I'm doing a small pilot study on evidentiality in a language I work on.

I'm looking at two evidential markers, -mi that is said to mark the source of knowledge as personal, and -shi that marks knowledge as coming from another source (someone else).

I'm exploring how to test these assumptions quantitatively. Specifically by register.

I have some narrative texts, some are narratives are personal experiences others are second hand accounts of personal experience. All are from the same speaker. In other words, some texts are the speaker talking about her own experience, others are her retelling other experiences.

The hypothesis I am testing is that her personal experience texts will have more -mi's and less -shi's, and the secondhand stories will have more -shi's and less -mi's.

My corpus is small, but I want to use a sample to do a power analysis to determine how many texts I will eventually need to investigate this more deeply. For now, I have 10 total texts that almost match up in size:

firsthand personal experience narratives:
Text 1a: 344 words
Text 2a: 568 words
Text 3a: 1228 words
Text 4a: 2316 words
Text 5a: **2389 words**

secondhand personal experience narratives:
Text 1b: 344 words
Text 2b: 599 words
Text 3b: 1165 words
Text 4b: 1794 words
Text 5b: **7522 words**

You can see that 1-3 match up pretty well in terms of word count, 4 shows more disparity, but in 5, 5b is about three times the size of 5a.

I don't have any texts in the firsthand register that come close to that size, 5a is the largest. Also all of the texts in the secondhand category are the only the texts I have for that category, so I can't choose another one.

Should I just omit it all together and use a 4v4 sample?

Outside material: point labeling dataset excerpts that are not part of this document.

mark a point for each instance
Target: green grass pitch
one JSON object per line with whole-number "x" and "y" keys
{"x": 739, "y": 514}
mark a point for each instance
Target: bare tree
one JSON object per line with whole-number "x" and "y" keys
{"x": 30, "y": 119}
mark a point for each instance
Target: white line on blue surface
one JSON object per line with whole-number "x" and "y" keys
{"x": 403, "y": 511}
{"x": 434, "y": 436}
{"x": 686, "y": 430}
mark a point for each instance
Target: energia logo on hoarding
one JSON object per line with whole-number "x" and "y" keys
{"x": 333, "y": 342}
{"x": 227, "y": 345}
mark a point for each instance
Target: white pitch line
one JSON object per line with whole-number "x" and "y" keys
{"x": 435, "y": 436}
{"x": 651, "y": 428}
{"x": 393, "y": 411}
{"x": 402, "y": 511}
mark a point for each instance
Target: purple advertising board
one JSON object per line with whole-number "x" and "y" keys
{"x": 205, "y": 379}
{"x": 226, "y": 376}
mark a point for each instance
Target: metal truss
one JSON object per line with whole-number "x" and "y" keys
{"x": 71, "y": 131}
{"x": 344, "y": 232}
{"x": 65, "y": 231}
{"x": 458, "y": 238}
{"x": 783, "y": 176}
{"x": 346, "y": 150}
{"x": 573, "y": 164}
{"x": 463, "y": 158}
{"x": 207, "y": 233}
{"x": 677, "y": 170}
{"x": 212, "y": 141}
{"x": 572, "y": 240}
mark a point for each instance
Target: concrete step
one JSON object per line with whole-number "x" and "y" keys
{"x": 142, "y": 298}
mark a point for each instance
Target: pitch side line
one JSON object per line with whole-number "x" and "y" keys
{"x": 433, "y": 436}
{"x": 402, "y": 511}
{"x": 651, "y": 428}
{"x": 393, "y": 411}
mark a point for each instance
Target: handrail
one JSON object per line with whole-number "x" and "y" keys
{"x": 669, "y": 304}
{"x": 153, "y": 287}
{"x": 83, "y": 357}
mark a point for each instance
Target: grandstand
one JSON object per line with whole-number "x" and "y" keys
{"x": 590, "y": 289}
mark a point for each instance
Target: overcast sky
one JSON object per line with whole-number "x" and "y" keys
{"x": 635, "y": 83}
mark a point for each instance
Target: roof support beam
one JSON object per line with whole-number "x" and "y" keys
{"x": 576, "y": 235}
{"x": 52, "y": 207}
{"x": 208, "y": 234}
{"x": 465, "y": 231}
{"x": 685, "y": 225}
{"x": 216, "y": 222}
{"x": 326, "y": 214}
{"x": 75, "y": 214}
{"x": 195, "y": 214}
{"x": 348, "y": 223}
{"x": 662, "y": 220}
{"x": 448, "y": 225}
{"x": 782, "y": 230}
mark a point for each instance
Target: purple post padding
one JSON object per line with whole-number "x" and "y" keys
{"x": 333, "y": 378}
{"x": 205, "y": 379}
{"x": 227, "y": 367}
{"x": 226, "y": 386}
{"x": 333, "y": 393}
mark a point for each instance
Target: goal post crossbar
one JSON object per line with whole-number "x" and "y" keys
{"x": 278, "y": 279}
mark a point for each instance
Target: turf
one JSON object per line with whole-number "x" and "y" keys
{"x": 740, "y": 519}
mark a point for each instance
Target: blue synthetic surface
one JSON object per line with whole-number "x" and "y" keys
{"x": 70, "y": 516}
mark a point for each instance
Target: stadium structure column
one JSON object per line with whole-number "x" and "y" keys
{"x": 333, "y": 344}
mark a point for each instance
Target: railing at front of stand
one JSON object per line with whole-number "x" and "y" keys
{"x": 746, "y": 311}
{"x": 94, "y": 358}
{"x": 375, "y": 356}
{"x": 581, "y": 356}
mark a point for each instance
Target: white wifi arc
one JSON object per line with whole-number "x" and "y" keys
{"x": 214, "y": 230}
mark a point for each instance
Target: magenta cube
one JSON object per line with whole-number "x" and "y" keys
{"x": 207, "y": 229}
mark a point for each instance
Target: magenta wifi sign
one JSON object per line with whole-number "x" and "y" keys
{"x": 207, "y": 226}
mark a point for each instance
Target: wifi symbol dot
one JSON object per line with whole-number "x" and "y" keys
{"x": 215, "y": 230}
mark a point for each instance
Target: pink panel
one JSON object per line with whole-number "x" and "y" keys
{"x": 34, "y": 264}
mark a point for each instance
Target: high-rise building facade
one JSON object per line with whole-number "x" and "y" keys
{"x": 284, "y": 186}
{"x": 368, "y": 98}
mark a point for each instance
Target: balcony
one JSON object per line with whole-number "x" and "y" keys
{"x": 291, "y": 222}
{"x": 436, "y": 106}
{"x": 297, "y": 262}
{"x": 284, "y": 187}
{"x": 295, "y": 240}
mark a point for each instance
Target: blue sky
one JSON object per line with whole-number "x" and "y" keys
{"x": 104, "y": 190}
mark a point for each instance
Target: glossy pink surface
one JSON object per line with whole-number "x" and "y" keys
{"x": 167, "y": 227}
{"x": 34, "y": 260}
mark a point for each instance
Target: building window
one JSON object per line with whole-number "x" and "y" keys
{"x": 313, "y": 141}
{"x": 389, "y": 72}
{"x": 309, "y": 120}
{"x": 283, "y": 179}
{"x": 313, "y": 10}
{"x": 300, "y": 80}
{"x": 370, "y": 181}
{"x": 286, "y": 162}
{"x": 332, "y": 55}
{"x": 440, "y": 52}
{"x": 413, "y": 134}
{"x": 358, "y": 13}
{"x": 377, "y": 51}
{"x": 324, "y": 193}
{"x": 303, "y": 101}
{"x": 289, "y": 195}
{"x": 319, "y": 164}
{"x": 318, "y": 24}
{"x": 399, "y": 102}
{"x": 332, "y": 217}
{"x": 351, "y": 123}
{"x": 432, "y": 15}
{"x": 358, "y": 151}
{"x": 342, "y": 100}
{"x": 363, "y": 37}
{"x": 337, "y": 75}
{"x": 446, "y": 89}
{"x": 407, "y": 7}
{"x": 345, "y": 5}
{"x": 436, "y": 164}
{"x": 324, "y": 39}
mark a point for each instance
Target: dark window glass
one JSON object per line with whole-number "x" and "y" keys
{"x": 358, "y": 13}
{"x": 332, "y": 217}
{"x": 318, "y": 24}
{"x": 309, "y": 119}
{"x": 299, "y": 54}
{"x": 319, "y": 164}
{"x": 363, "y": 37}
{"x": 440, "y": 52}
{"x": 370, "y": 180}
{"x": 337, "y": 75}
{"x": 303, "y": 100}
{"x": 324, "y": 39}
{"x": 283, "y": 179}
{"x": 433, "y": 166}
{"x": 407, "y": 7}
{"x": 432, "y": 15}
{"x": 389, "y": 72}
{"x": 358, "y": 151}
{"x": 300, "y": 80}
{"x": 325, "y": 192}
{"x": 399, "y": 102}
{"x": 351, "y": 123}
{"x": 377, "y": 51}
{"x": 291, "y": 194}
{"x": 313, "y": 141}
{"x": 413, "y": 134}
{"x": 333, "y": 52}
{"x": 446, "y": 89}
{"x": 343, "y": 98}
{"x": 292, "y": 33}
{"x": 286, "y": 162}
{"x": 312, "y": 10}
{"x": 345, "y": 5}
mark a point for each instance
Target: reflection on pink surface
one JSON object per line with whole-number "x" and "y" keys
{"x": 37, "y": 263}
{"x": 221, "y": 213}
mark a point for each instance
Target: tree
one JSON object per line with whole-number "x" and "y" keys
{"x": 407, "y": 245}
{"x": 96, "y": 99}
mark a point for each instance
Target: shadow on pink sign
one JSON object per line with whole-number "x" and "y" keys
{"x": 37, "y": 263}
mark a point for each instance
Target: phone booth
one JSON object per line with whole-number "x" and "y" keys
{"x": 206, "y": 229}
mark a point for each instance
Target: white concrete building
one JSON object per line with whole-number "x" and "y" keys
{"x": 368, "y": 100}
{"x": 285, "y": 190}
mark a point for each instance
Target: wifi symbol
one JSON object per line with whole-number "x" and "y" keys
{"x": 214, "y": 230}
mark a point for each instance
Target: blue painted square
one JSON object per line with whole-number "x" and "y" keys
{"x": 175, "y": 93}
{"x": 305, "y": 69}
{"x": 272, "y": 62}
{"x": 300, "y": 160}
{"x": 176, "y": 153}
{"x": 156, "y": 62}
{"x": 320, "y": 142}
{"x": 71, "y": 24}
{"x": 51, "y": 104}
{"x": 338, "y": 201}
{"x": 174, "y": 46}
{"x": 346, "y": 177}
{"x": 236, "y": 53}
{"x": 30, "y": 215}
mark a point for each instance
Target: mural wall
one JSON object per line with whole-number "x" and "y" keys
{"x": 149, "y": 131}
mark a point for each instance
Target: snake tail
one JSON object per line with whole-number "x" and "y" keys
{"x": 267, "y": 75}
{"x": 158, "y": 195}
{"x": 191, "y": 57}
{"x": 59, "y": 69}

Or compensate by having more texts in the firsthand category to bring the word counts level? I'm hesitant about doing that though. From what I've read in Doug Biber's articles, number of texts is more important than word count, but at the same time apparently word count doesn't matter for certain features? Could I do something like log-transform the data?

I'm not sure what to do here, or if there are additional considerations about the situations I haven't thought of.

  • 2
    It is always better to say which language you are talking about.
    – fdb
    Mar 19, 2019 at 17:37

2 Answers 2


The number of words is less important than the number of mi and shi present in your text.

First, you should determine how many mi and shi exist in each of your corpus. It is not necessary to differentiate for each text (1a, 2a, ...). What it is relevant is the number found in each of your kind of narrative texts.

Then, the number mi and shi should be weighted considering that the size of texts are different. You can use TF-IDF approach. For example for your first narrative text and for mi: (Number_mi/Number_words_text1)*(Number_narrative_texts/Number_mi_all_texts).

Finally, you can use a histogram to show your results and prove your hypothesis.

  • Well said, but there is a trap for the inexperienced: Don't sample for mi and shi occurrence, a biased corpus is unusable for statistical analysis. Apr 9, 2021 at 8:44

There are quantities that scale with the text size, like absolute counts, and there are quantities that are independent of the text size, like frequencies. You will need to think of the computation of the frequencies: Shall they be based on all word forms, on verbs only, or on all occurring TAM markers (assuming a verb can carry more than one of them)? If in doubt, try several normalisations and check whether the results agree with each other.

For a pilot study, a small corpus is as good as any corpus, but for statistically significant results corpus size matters.